Jonathan Ernst | Reuters
Elon Musk and Tesla were found not liable by a jury in a San Francisco federal court on Friday in a class action securities fraud trial stemming from tweets Musk made in 2018.
The Tesla, SpaceX and Twitter CEO was sued by Tesla shareholders over a series of tweets he wrote in Aug. 2018 saying he had “funding secured” to take the automaker private for $420 per share, and that “investor support” for such a deal was “confirmed.” Trading in Tesla was halted after his tweets, and its share price remained volatile for weeks.
Jurors deliberated for less than two hours before reading their verdict.
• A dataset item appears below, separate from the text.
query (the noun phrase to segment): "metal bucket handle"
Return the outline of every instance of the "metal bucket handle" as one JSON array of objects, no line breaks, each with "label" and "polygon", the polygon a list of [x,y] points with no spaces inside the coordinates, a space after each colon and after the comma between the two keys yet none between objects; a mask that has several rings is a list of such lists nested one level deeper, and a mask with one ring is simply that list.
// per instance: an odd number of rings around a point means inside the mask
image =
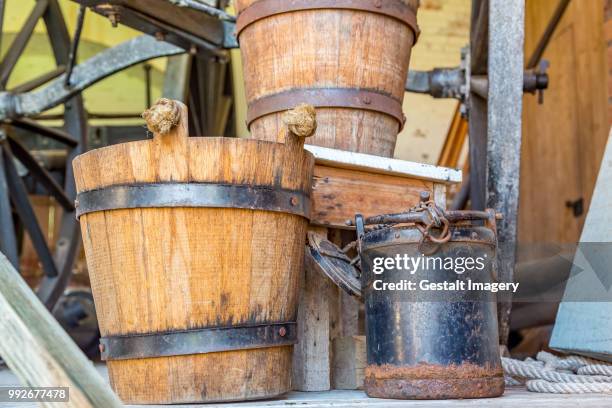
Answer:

Plaintiffs’ attorneys told CNBC they were “disappointed with the verdict and considering next steps.”
“I am deeply appreciative of the jury’s unanimous finding,” Musk wrote on Twitter.
“He doesn’t think ahead of time in that rushed moment that this could be interpreted differently and what it means to him,” Musk’s attorney told the jury earlier on Friday. “In that moment he didn’t think, ‘how could my words be interpreted differently by you than it means to me.'”
“You have to assess this in context – he’s considering taking it private and the issue is will it actually take it forward,” Musk’s attorney said. “No fraud has ever been built on the back of a consideration.”
Musk’s lead counsel did not immediately respond to requests for comment.
The shareholders in the certified class action lawsuit included a mix of stock and options buyers who allege that Musk’s tweets were reckless and false, and that relying on his statements to make decisions about when to buy or sell cost them significant amounts of money.
Musk later claimed that he had a verbal commitment from Saudi Arabia’s sovereign wealth fund, and thought funding would come through at his proposed price based on a handshake. However, the deal never materialized.
During the course of this trial, Musk also said he would have sold shares of SpaceX to finance a going private deal for Tesla, as well as taking funds from the Saudi Public Investment Fund.